Primacy of actual practice.
In evaluating the individual's economic dependence on the potential employer, the actual practice of the parties involved is more relevant than what may be contractually or theoretically possible. For example, an individual's theoretical abilities to negotiate prices or to work for competing businesses are less meaningful if, as a practical matter, the individual is prevented from exercising such rights.
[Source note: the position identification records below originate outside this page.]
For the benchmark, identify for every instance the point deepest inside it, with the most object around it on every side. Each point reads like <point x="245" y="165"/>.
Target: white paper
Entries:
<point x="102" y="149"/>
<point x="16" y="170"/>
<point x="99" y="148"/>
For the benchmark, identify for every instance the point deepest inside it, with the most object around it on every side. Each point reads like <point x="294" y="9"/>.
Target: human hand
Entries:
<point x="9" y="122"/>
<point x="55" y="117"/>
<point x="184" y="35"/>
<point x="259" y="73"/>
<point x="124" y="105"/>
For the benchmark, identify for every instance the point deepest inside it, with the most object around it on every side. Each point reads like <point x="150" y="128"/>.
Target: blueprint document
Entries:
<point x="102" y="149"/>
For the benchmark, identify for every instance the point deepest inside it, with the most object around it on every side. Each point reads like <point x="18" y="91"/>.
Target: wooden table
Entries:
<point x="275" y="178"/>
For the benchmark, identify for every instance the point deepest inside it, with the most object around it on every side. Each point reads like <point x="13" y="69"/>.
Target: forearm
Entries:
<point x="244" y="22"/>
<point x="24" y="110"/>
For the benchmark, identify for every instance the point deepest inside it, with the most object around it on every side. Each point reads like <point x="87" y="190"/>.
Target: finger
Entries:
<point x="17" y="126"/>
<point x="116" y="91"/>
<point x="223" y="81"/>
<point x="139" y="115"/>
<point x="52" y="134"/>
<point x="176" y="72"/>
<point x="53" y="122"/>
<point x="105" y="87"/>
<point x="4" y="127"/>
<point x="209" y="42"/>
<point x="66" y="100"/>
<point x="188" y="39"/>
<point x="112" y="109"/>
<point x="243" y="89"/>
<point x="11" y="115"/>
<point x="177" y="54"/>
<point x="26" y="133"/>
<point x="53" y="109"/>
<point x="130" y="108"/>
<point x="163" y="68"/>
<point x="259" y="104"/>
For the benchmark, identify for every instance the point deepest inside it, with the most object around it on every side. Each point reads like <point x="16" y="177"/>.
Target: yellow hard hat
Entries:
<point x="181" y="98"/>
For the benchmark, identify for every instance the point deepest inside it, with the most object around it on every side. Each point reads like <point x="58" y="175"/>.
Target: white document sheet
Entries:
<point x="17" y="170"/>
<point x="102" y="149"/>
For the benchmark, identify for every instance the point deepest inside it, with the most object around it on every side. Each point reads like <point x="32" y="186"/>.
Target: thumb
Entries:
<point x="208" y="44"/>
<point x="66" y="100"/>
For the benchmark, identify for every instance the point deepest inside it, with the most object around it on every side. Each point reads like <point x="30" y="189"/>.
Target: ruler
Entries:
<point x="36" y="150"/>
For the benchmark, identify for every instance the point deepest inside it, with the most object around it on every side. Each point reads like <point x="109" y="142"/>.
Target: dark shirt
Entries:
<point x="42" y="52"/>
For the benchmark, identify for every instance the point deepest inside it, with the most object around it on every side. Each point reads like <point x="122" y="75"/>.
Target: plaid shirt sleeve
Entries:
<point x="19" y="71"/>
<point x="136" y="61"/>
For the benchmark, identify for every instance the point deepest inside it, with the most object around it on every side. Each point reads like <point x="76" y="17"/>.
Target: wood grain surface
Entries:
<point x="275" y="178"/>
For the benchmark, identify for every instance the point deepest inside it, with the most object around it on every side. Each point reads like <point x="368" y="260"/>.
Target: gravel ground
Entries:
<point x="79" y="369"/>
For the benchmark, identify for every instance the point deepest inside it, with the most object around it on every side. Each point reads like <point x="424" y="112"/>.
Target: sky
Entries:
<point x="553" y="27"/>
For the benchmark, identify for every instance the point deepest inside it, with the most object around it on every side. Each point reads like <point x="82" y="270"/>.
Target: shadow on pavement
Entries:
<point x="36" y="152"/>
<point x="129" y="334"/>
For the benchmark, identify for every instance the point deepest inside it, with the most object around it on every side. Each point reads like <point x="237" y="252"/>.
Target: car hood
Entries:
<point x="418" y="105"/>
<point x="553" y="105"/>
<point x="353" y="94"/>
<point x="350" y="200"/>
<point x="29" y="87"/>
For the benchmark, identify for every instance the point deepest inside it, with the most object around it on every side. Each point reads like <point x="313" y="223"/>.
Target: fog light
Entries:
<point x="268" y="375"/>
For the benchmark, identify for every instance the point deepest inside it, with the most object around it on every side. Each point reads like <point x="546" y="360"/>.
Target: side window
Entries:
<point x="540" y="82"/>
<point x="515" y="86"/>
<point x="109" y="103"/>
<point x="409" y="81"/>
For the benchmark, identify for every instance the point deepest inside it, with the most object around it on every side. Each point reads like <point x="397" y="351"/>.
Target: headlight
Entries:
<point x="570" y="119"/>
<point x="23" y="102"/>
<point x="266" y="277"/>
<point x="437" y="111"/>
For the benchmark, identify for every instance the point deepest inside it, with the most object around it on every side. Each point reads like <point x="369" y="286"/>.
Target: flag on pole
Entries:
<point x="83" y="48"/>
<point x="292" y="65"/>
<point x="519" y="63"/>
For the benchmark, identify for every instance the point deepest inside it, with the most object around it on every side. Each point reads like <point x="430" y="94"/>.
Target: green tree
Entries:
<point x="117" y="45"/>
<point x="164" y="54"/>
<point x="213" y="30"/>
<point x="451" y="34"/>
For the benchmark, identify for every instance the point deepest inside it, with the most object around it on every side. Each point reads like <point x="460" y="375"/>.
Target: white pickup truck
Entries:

Likewise, a business' contractual authority to supervise or discipline an individual may be of little relevance if in practice the business never exercises such authority.
End Supplemental Information
If any provision of this part is held to be invalid or unenforceable by its terms, or as applied to any person or circumstance, or stayed pending further agency action, the provision shall be construed so as to continue to give the maximum effect to the provision permitted by law, unless such holding shall be one of utter invalidity or unenforceability, in which event the provision shall be severable from part 795 and shall not affect the remainder thereof.